Azzedine Mihoubi hier à l’ouverture du festival du tapis d’AÏt Hichem

“Nous ne pouvons parler de la culture nationale sans la culture amazighe”“Nous ne pouvons parler de la culture nationale sans la culture amazighe”

Le ministre de la Culture, Azzedine Mihoubi, était hier à Tizi Ouzou. ©APS

Le ministre de la Culture, Azzedine Mihoubi, s’est rendu hier dans la wilaya de Tizi Ouzou, accompagné de la ministre déléguée chargée de l’Artisanat, Mme Aïcha Tagabou, où il a inauguré la 6e édition du Festival du tapis d’Aït Hichem qu’abrite la maison de la culture Mouloud-Mammeri depuis hier, et ce, jusqu’au 26 du mois en cours.
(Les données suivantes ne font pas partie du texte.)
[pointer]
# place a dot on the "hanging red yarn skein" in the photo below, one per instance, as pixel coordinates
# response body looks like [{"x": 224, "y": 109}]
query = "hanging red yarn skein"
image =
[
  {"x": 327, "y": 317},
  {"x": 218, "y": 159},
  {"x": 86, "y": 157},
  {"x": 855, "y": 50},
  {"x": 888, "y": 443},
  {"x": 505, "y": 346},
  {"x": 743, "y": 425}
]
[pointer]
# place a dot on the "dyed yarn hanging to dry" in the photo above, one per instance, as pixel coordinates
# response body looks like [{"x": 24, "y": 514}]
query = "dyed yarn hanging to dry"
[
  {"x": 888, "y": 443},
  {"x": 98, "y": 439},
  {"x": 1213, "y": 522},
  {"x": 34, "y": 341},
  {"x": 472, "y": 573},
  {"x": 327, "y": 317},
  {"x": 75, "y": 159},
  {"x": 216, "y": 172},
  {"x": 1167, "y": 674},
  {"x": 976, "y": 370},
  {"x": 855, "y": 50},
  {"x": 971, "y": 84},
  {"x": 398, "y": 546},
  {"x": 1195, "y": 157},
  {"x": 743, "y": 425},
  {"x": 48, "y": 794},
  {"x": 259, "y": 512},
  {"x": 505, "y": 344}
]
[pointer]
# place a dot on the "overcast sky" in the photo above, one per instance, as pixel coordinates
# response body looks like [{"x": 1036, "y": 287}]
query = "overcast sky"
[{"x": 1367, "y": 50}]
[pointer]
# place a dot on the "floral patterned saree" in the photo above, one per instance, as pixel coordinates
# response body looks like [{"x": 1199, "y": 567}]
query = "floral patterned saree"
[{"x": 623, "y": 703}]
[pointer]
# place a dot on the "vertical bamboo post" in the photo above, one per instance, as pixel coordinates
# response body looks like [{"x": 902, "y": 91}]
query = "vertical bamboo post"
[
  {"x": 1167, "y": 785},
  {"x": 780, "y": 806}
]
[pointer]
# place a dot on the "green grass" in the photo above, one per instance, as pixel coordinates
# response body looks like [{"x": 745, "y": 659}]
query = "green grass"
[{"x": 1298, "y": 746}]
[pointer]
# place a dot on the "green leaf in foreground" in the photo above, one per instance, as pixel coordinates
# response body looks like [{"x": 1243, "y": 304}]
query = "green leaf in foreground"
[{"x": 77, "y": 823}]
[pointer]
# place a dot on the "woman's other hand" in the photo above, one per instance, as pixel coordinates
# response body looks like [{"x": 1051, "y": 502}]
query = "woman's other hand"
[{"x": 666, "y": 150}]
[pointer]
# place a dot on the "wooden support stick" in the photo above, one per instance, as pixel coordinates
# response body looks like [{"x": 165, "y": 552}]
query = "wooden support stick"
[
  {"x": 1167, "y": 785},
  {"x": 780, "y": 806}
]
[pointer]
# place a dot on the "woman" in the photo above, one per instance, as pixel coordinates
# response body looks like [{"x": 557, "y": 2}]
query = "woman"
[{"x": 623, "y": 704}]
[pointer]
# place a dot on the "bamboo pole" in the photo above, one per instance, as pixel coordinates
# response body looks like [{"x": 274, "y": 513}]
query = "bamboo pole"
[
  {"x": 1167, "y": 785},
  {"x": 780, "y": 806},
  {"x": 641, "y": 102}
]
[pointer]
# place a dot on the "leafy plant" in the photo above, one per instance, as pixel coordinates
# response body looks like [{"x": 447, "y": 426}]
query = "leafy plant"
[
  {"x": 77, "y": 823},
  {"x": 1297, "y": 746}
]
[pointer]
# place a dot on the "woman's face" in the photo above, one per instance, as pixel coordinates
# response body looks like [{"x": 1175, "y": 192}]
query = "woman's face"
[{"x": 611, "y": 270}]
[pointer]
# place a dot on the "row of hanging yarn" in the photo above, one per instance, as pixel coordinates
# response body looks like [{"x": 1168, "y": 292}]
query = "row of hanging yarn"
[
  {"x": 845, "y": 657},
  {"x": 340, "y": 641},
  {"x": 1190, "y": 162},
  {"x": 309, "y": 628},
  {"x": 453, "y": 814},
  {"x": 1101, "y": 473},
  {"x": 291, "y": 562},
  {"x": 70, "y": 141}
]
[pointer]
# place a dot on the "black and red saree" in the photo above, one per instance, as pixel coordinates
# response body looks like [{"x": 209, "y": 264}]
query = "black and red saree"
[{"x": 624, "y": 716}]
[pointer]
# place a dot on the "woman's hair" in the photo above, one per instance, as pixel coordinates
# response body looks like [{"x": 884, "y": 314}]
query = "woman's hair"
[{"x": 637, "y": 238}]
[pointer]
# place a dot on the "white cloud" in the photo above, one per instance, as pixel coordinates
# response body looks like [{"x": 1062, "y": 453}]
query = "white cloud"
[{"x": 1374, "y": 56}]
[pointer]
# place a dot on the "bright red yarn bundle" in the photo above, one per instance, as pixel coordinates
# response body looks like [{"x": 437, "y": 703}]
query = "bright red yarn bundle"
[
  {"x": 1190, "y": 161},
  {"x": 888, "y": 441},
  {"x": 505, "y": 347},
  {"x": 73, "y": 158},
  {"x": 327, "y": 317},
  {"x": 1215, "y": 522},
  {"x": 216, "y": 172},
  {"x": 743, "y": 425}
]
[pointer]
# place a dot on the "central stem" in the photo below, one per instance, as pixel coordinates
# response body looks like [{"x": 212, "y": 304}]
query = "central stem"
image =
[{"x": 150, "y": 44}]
Le ministre de la Culture a, lors de son allocution, souligné la richesse culturelle de la Kabylie, “une région qui produit chaque jour un artiste et produit de l’art. L’art est mon environnement à moi. 10% des artistes algériens sont de Tizi Ouzou”, dira Azzedine Mihoubi, tout en citant quelques noms d’artistes célèbres de la région, à l’image d’El-Hasnaoui, de Cherif Kheddam, de Slimane Azem, de Matoub Lounes, de Taleb Rabah, de Lounis Aït Menguellet et des Abranis… Tout en souhaitant un prompt rétablissement au chanteur Taleb Rabah, actuellement malade, le ministre affirmera qu’il lui rendra visite, avec la ministre déléguée chargée de l’Artisanat, à l’occasion de sa visite dans la wilaya. Il a, par ailleurs, promis d’être à côté des associations culturelles locales, de les soutenir et de soutenir toutes les bonnes initiatives et les projets culturels portés par des artistes locaux.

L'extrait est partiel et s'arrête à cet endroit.